Founded in 1875 to train teachers for Catholic primary schools, St Pat’s is undergoing a major identity change. As well as coming under the wing of Dublin City University from next September, students from Mater Dei Institute and the Church of Ireland College of Education will be relocating to the Drumcondra campus.

This is part of an “incorporation” plan, sponsored by the Department of Education, which will see the number of teacher training colleges across the State reduce from 19 to six.

At St Pat’s, trainee teachers who might once have been segregated on denominational lines will undergo a common programme that utilises the expertise of the four institutions. A unifying Institute of Education comprising 120 staff will be located on what shall become the St Patrick’s campus of DCU, says Keogh.

“There will be nothing in the British Isles, and practically nothing in Europe, that would compare to us in terms of scale.”

Currently, St Pat’s has 2,600 students. This will jump to 4,000 across courses from early years qualifications through to PhDs. Plans are afoot for academic chairs in assessment and Catholic education, and for research units in literacy and numeracy and STEM (Science, Technology, Engineering, Maths).

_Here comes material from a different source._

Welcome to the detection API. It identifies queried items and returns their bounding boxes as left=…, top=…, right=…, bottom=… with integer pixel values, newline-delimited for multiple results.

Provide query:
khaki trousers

“We were very fortunate DCU never did what we did and we never did what they did. So there was never any competition and I think a good metaphor for that is that the overlap between our library and the DCU library is just 5 per cent,” says Keogh.

The redevelopment is aimed at blending “the traditional with the applied”. Students can retreat into digital “contemplation pods” but they also “want to be in a physical space together”, says librarian Orla Nic Aodha, who helped move 200,000 books into the new building in four days.

Community

One thing the college is keen to hold onto is its strong sense of community, illustrated last summer when a wallet that had been lost 35 years ago was discovered behind a radiator being removed from the old Cregan library. The owner’s Leaving Cert results and 1980 student card were found inside. Within five hours of posting it on an alumni Facebook page, the owner – now working as an educational psychologist – had been found.

As part of its next phase of development, the college has planning permission to add two storeys to its lecturing block.

Keogh says the college will "cater for Catholic, Protestant or dissenter", noting its strong links with multi-denominational patron Educate Together. However, like other State-funded teacher training colleges, it continues to recommend students take the Certificate in Religious Studies (CRS) to aid their employment prospects.

“Different patrons have obviously different requirements and that’s their prerogative,” explains Keogh. The CRS is required for those who wish to teach in religious-run schools.

He acknowledges that some change is necessary in school patronage to “get a better integrity within the system” but says it’s beyond the college’s control. Were patronage to become more diverse then schools could have a “clear ethos” allowing parents and teachers to choose where to go in accordance with their genuine beliefs, Keogh adds.

“I don’t think the current system, one size fits all, is suitable. But that’s a political issue and one for the patrons.”